Sunday, March 11, 2007

Loneliness

Cristine ( an officemate and a fellow kargador of our office equipments ie, 17-21" crt monitors, cpu and like around 300 of them and other computer peripherals) and I decided to get our nails done yesterday after we realized our nails need some little pampering from carrying all those heavy stuffs back and forth in our 1,024 sqm office for a week of what we call "move-out storm". Our nails could pass for a certified porter working at a bus terminal or sea port. lol.

On our way to ayala, a familiar music was played in her car stereo and I almost forgot that I once I fell in love with this song. Being good in memorizing lyrics, I wanted to sing while it was played but no words would come out from my mouth. I remember having to play this over and over again just so I could memorize the lyrics until my officemates were so annoyed already.
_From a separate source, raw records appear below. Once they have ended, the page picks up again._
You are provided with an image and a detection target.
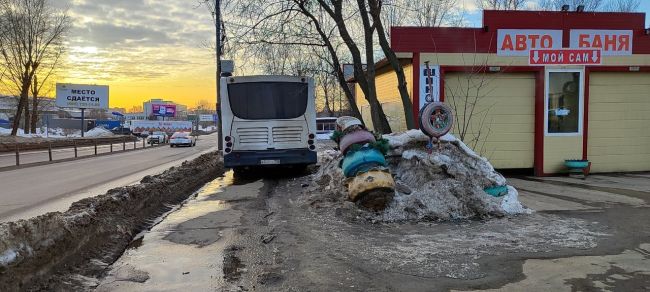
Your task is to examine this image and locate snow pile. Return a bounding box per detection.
[0,128,42,138]
[315,130,531,222]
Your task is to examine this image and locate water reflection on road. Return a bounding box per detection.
[97,172,263,291]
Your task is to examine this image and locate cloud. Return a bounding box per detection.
[56,0,214,82]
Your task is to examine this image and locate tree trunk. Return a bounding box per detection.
[368,0,412,129]
[11,83,29,136]
[355,0,392,134]
[30,76,39,134]
[23,93,30,134]
[296,1,363,123]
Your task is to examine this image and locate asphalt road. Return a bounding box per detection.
[0,134,217,222]
[93,173,650,292]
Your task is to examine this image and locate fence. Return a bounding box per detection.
[0,136,164,168]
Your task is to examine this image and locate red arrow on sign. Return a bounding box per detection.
[528,49,602,65]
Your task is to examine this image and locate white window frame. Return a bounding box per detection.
[544,67,585,137]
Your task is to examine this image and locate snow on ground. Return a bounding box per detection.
[315,130,531,222]
[316,133,332,140]
[199,126,219,132]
Today, armed with the line "I won't give in without fight", I googled the song. After, screening the returns, I finally found out that Laura Pausini sang the song and the song title is Loneliness.
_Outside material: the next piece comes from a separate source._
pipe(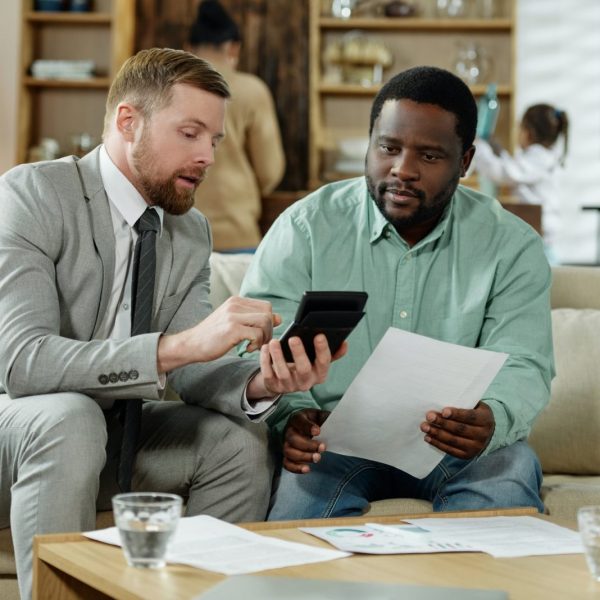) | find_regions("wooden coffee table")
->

I didn't know if the song has relevance to my life then, but listening to it today just make me realize how lonely I am...here's the lyrics and I downloaded the mp3 from this site.


Loneliness

I don't even know if he still thinks of me
Once he got on board that unforgiving train
I imagine that he whiled away the time
Through the cold Grey morning and the city rain
Thinking of somebody else who'll run to him
Who'll ask him "Did you miss me maybe now and then?
"Laughing he'll say "Well I met this funny girl,
But just a summer thing I won't see her again"

Oh God I hope I'm wrong
But I'm not feeling very strong
I've been so up and down so sad
So happy feeling good and bad
I'm young I'm old I laugh I cry
I tell the truth but that's a lie
I've been so in and out so wild
so well behaved so pure defiled
Oh Solitudine, that word I hate to say...Nah, nah, nah...Nah, nah, nah...

And no I wasn't crazy to do what we did
I even wish I'd been a bit more crazy still
And kept a little more of him to see me through
He loved me all he could I never had my fill
And then I'm back inside my room he knows so well
I feel again the way he moved I take it slow
I talk to him and he becomes a part of me
And then I know he'll never let the summer go

Oh God I hope I'm right
I won't give in without a fight
And I can take the words they throw
At me for none of them could know
That we had something very few
Will ever find their whole life through
I wouldn't change a single day
Although the price I have to pay
Is Solitudine, the loneliness, is tearing me apart
It tears me up it pulls me down and then
It wraps around my heart

Oh Solitudine, Does he remember all he said to me
I've been so up and down so sad
So happy feeling good and bad
I'm young I'm old I laugh I cry
I tell the truth but that's a lie
I've been so in and out so wild
So well behaved so pure defiled

Oh Solitudine,
Does he remember all he said to me
But I can take the words they throw at me
For none of them could know
That we had something very few
We'll ever find their whole life through
I wouldn't change a single day
Although the price I have to pay
Is SOLITUDINE...

1 comment:

MHALOU said...

lonely diay ka? mag-lingaw2 ta na...bitaw, finally saw your blog. i'll link you up ha...c u in the office. mwah!